Berlin/Peking (taz/AFP) – Für seine China-Reise hat sich Helmut Kohl viel vorgenommen. Auch die Chinesen sollen nun ganz genau erfahren, was ihnen zum schönen Leben noch fehlt. Teure Autos zum Beispiel, schnelle U-Bahnen, moderne Hochöfen und Versicherungspakete. Mit seiner dritten Visite im Land der „sozialistischen Marktwirtschaft“ will der Kanzler das abrunden, was unzählige Delegationen hochrangiger Manager in den vergangenen Monaten bereits vorbereitet haben: Nämlich die notleidende deutsche Industrie mit neuen Exportaufträgen aus China zu versorgen.

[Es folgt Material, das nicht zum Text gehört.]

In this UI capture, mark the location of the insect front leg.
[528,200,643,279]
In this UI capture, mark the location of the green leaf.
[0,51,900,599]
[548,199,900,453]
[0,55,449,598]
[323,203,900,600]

Bei dem fünftägigen Aufenthalt sollen, so der Plan, die Koffer mit Verträgen vollgepackt werden. So haben sich dem Bonner Kabinettschef neben vier Ministern nicht weniger als 35 Wirtschaftsvertreter angeschlossen. Allianz, BMW, Daimler-Benz, die Deutsche Bank, Siemens, die Deutsche Waggonbau – alles ist vertreten, was hierzulande gut und teuer ist.

Der Anlaß für den China-Tourismus ist simpel: Während das wiedervereinigte Deutschland ökonomisch ins Schlingern geriet, wurde China vom Goldrausch erfaßt. Bereits im Ende Oktober vorgelegten Asien-Konzept hat die Bundesregierung ihre Marschrichtung aufgezeigt: Nur etwa 10 Prozent der Exporte gehen in die dynamischste Wachstumsregion der Welt, bei den Auslandsinvestitionen rangiert der Kontinent mit fünf Prozent unter ferner Liefen. Lauter nette Ideen – doch Wirtschaftsexperten warnen vor kurzen Ausflügen in das Reich der roten Mandarine: „Rückschläge“ wie das Massaker auf dem Platz des Himmlischen Friedens 1989 seien auch in Zukunft nicht auszuschließen.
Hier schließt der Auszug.